問題相次ぐ福岡県議会 問われる“説明責任”

2026/06/02 (火) 16:30

1日、報道陣の前に姿を見せた福岡県議会の蔵内勇夫議長。さまざまな疑念に対し、答えました。

福岡県議会 蔵内勇夫議長
記者:海外視察のあり方がまずかったという考えはありますか?
「あります。透明性を高めます。まず部課長会があるのを私は知りませんでした。取材規制などはどの会派も考えていません」

記者から出たのは、県議会を巡る3つの問題に対しての質問。

1つ目は海外視察。特定の会社と少額で契約を結んだのち、増額することが常態化。99万円が1000万円になったこともありました。不適切な契約を見直すため1日、服部知事が議長らに新たなガイドラインを説明しました。

福岡県 服部誠太郎知事
「契約手続きは原則として競争入札とします。原則として5社程度の見積もりを、取ることにより競争性を確保します」

ガイドラインでは、複数の会社から見積もりを取る「競争入札」とすること。契約の概要などを、ホームページで公表するとしました。

2つ目はパーティー券。県幹部らでつくる組織「部課長会」が蔵内議長らのパーティー券を会費で購入していた問題です。

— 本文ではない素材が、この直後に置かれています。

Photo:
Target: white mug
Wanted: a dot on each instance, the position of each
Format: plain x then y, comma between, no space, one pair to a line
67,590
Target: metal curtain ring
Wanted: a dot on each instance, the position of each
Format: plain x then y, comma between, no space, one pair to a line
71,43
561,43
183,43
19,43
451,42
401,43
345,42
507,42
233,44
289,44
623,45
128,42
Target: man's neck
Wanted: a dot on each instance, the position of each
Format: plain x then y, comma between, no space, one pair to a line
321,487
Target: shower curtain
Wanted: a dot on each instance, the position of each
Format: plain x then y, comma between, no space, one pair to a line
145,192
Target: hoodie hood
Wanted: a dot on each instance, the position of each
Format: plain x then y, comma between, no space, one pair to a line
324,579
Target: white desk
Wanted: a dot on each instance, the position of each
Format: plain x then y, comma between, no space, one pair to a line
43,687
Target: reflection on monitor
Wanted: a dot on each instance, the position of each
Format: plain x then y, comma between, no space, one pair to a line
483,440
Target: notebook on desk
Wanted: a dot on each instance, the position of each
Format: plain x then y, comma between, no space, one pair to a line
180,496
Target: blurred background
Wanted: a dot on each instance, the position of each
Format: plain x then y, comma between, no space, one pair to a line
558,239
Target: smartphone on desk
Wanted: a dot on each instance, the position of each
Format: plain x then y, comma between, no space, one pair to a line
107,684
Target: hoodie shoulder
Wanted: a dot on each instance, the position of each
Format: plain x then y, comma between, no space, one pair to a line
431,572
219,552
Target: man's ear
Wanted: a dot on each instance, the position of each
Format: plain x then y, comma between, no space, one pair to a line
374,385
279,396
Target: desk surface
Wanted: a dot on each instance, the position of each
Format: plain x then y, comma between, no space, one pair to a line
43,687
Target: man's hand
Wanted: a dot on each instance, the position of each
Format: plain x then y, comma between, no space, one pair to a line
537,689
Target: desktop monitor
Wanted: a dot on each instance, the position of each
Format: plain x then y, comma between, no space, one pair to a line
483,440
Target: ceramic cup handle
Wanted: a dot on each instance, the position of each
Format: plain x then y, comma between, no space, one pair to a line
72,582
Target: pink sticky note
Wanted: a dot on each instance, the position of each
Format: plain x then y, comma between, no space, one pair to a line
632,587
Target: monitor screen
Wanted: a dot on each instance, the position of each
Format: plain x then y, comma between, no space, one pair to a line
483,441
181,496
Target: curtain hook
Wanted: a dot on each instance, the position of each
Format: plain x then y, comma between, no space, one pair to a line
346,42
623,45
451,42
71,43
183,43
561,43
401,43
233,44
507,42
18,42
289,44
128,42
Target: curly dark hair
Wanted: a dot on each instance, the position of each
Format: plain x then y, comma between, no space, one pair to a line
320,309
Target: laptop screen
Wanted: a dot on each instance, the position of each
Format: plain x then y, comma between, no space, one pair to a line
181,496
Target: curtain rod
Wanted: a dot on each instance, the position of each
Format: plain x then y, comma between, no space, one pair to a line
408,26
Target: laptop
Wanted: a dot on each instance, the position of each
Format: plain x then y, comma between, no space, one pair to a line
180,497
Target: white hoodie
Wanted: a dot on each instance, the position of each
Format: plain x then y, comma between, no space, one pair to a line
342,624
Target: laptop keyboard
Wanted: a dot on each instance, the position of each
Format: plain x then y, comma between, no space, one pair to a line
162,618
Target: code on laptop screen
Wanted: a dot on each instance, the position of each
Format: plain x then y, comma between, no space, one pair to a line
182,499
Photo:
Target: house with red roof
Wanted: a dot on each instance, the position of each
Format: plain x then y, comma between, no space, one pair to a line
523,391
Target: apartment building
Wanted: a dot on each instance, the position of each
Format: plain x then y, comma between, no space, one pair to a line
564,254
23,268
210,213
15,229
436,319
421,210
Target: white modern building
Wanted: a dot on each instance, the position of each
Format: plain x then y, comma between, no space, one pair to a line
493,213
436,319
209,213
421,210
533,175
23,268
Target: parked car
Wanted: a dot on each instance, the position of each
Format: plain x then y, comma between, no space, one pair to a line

「県職員の意識の中にある忖度などがおりのように根付いています。これを、一掃するため明快な対策を講じます」

県は会費での購入について「慎むべき」と通達。一方、県議会の蔵内議長は、県職員へのパーティー開催の案内を自粛するべきとしました。こうした動きのさなかに出てきた、蔵内議長が指示したとされる「取材制限」の検討。指示を受けた議会事務局が、 取材ルールの素案を作成。これが「取材制限に当たるのでは」との声が噴出し、蔵内議長は素案を白紙撤回しました。一連の問題を受け、取材に応じた蔵内議長ですが。

記者
「質問が途切れるまで時間を確保した会見をお願いしたいです」
福岡県議会 蔵内勇夫議長
「検討しましょう」

わずか10分で取材対応を終了。1日会見を開くとしていましたが、台風によるスケジュール変更を理由に急きょ、中止となりました。これらの問題や対応について、街の人は?

街の人
「コスト意識がないです。民間企業だったらさかのぼってクビになります。常識のない人たちだと思います」
「議員は改めてほしいです。誰のために仕事をしているのか、1票で決まるのだから大事にしてほしいです。腹立たしいです」

県民への納得のいく説明が待たれます。